SLO County OKs medical marijuana dispensaries
February 05, 2007
Sarah Arnquist, The Tribune (San Luis Obispo)
The Board of Supervisors gave its final approval Tuesday to allow medical marijuana dispensaries in the county’s unincorporated inland areas.
Dispensaries cannot be in a downtown business area or within 1,000 feet of any school, library, playground, park or youth recreation area under the ordinance that takes effect in 30 days.
The dispensaries must get a special business license to sell marijuana to qualified identification-card holders who receive prescriptions from their physicians.
They must also follow specific safety and security provisions, and cannot cultivate marijuana on the premises. All employees must be 21 or older.
Coastal zones of the county are excluded from this ordinance pending approval from the state Coastal Commission, which has the final say on land-use laws in those areas.
The board vote was 3-1, with Chairman Jerry Lenthall dissenting and Supervisor Harry Ovitt absent.
"The people do not want medical marijuana dispensaries in the district I represent," Lenthall said. His district includes most of San Luis Obispo and the coast from Avila Beach to Grover Beach.
Supervisor Jim Patterson supported the ordinance, saying it addresses the public’s safety concerns while providing access to medical marijuana patients who need it.
"I think we’ve factored in ample public participation," he said.
San Luis Obispo County has one marijuana dispensary now operating in Morro Bay.
The county began a medical marijuana identification card program in January, becoming the 21st county in California to do so.
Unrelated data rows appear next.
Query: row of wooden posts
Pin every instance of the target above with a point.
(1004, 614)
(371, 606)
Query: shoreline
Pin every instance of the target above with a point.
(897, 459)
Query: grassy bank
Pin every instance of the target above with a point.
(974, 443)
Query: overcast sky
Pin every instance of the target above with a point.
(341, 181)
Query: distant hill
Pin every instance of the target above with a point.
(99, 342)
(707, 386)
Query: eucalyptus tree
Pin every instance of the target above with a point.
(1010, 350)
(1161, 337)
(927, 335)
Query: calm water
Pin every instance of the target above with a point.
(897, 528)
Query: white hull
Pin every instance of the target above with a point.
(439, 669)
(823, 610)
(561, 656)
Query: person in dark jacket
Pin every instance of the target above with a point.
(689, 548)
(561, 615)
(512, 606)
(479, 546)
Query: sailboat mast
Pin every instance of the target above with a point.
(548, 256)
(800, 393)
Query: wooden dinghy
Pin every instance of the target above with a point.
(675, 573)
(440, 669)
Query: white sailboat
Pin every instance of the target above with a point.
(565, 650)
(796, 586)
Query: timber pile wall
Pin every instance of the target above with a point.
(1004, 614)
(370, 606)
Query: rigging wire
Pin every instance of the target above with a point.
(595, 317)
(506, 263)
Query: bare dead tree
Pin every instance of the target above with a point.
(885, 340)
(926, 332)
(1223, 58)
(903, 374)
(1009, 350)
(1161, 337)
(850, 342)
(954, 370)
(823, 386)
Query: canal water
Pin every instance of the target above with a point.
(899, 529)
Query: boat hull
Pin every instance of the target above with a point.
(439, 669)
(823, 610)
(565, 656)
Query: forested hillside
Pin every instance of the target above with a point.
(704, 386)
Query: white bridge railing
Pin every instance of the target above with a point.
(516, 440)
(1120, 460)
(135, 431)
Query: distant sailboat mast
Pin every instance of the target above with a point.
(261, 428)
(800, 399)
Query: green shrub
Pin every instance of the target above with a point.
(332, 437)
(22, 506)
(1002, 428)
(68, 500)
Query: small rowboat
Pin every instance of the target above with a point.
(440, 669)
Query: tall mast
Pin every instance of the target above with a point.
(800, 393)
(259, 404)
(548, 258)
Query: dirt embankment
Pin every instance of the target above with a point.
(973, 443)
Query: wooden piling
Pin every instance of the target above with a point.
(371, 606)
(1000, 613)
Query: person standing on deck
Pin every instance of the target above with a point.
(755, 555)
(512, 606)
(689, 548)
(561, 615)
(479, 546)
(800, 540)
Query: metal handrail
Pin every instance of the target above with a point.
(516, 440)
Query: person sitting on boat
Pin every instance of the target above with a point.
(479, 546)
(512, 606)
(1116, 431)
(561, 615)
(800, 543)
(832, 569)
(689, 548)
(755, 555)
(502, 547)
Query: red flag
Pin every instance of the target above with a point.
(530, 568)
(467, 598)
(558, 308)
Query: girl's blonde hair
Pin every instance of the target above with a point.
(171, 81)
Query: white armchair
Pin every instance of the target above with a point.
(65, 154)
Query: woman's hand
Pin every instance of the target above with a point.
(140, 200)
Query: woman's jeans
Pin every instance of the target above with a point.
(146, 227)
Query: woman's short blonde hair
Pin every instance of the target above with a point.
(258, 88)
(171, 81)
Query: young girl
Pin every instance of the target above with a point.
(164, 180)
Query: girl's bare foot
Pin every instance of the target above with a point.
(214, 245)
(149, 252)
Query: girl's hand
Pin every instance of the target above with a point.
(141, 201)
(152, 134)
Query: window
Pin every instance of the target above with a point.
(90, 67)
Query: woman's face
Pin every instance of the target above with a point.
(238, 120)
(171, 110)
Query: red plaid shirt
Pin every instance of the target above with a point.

A 2003 state law requires counties to issue cards to qualified medical marijuana patients and their primary caregivers. Those names then go into an online registry that law enforcement officers can use to verify an ID card’s validity.
Before approving the program last summer, supervisors discussed at length the discrepancies between state and federal law regarding marijuana use. Federal law forbids all use or sale of marijuana.
In 1996, California voters approved Proposition 215 — also known as the Compassionate Use Act — legalizing marijuana for medical use.